Sens. Mark Schauer and Mike Bishop, the incoming Democratic and Republican leaders of the Senate, say subjectivity should be removed from a process that has financial and emotional repercussions. The pro-playoff resolution they introduced Thursday is purely symbolic.
“The BCS system is clearly not working and consumers in Michigan and around the country are paying a very real price,” said Schauer, D-Battle Creek.
He said the University of Michigan will lose out on at least $10 million for going to the Rose Bowl instead of the BCS championship game, along with a possible rise in enrollment and merchandise sales that come with a national title. One-loss Florida edged out one-loss Michigan for the No. 2 ranking and the chance to face undefeated Ohio State Jan. 8.
Bishop, a Rochester Republican and Michigan graduate, said the BCS “failed miserably” and a playoff is needed to prevent future “injustices.”
“The whole purpose of the BCS was to ensure a championship game between the best two teams in college football,” he said.
The resolution says that because Division I football programs are a significant public investment, schools and the public have the right to a sound system.
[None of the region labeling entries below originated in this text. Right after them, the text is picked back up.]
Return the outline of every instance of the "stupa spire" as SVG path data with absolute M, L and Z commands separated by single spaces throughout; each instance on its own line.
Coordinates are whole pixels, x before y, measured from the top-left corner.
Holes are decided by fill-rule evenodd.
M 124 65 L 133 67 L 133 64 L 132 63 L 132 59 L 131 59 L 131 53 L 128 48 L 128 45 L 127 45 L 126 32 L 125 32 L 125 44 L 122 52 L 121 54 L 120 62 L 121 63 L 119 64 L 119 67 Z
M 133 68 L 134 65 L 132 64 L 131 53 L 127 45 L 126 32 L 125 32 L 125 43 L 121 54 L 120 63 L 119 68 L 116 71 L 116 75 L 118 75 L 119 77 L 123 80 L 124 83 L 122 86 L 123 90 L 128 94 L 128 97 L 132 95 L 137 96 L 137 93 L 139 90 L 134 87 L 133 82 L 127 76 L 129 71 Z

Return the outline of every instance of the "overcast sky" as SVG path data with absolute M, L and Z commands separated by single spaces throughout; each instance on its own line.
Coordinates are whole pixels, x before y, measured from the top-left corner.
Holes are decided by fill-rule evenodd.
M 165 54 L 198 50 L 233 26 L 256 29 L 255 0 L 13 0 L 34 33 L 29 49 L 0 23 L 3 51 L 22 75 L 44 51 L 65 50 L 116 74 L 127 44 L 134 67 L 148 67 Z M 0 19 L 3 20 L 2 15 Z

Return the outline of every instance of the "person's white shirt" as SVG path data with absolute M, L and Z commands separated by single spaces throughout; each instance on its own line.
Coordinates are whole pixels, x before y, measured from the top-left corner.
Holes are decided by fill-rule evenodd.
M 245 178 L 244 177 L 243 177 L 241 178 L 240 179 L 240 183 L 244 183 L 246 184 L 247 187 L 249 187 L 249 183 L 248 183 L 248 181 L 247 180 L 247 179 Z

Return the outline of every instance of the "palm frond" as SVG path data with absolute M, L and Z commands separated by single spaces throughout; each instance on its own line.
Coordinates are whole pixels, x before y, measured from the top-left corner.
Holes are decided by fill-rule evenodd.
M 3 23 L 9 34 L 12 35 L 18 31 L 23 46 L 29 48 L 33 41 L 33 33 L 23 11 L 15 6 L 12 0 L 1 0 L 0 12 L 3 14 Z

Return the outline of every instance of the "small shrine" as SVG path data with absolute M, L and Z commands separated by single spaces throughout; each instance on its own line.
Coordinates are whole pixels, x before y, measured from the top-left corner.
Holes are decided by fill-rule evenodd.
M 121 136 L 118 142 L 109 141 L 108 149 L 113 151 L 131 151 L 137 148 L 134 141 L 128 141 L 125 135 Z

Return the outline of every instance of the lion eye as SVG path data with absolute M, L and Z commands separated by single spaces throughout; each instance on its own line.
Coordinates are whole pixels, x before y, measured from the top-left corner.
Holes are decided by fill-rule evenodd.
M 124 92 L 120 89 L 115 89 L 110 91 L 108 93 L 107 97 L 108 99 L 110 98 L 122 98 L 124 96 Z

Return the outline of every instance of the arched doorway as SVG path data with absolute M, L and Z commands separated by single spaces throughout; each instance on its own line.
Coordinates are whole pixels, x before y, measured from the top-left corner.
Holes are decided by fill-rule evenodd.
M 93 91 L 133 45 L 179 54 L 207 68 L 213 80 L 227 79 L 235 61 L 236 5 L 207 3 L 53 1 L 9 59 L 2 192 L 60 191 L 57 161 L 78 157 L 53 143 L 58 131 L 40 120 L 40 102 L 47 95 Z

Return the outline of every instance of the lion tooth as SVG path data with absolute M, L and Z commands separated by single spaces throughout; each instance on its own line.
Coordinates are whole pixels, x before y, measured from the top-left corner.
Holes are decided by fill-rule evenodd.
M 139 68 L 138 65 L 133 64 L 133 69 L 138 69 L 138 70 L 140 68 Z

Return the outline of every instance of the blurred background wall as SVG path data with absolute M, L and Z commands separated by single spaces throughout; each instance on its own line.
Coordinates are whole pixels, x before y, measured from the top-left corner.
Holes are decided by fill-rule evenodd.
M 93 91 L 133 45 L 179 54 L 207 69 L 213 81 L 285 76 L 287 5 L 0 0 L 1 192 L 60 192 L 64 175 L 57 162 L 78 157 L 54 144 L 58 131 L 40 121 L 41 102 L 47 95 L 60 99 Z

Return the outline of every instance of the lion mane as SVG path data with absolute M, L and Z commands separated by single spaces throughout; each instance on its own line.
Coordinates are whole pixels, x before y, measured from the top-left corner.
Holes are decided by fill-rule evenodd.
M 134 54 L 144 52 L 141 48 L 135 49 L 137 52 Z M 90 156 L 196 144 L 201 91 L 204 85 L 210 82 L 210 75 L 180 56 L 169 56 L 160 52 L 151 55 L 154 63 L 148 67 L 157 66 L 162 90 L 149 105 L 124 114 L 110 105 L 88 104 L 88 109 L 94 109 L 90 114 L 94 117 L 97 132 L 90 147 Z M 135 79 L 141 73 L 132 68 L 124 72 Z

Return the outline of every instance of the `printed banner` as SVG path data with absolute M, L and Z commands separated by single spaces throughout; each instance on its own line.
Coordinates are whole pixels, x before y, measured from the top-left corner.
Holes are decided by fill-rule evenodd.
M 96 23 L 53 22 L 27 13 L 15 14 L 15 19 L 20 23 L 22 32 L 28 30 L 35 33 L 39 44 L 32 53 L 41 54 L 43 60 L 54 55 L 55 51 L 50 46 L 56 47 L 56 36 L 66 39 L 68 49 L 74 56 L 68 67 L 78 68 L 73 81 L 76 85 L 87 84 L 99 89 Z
It notes that other NCAA divisions have football playoffs.
Christine Brennan of USA Today writes that This BCS mess is downright silly. She could write a column on that even without the benefit of this latest silliness:
The reality is that this year, even the bowls with the real names: Rose, Sugar, Orange and Cotton, are meaningless. They’ll be fun, for sure, and they’ll make somebody a lot of money, but they won’t count for anything. Same with the BCS Championship Game Jan. 8. Yes, even that one is meaningless for anyone who values the grueling, and revealing, 2006 regular season in college football.
These bowl games are insignificant, all of them, because this college football season was so significant. And because it’s now over. It ended Nov. 18 in Columbus, Ohio, when the two best teams in the nation played, and Ohio State beat Michigan by three. The only thing that was missing in that game was a neutral field, but that’s an imperfection that we’ll all have to accept.
The Florida Gators, deemed the best of the teams who have not yet played Ohio State, certainly might defeat the vaunted Buckeyes Jan. 8, and what would we have then?
Not a new definitive national champion, despite what pollsters would say. No, only proof that the layoff imposed by the people who run the “Silly Season” — a layoff so long that freshmen practically become sophomores — had made a mockery of a reasonable, telling and finite regular season, that’s what.
At the end of the game, Bowl Championship Series officials will tell us they’ve crowned a new national champion and will crow that their system has worked again. But we’ll know differently. We’ll know that this system is as flawed as any — as flawed as even the system of our childhood, which was, of course, no system at all, just a piecemeal screamfest in which sometimes three or four schools claimed to be No. 1.
What’s the difference now? If Florida wins, potentially three or four schools will shout that they are No. 1. But the difference is that the BCS men will then inform us that they have a national champion all picked out for us.
I like the old way better. It was flawed, we knew it was flawed, and no one tried to tell us it worked.
The new system is worse because it’s just as flawed, but the BCS wants us to believe it’s working. Its arrogance is especially laughable now that USA TODAY has printed the final regular-season ballots for the coaches’ poll, one of the main ingredients in the BCS selections. In this treasure trove of information, we found that coaches basically vote not their conscience, but their conference (except for Tressel, who took the incredibly decisive action of not voting at all).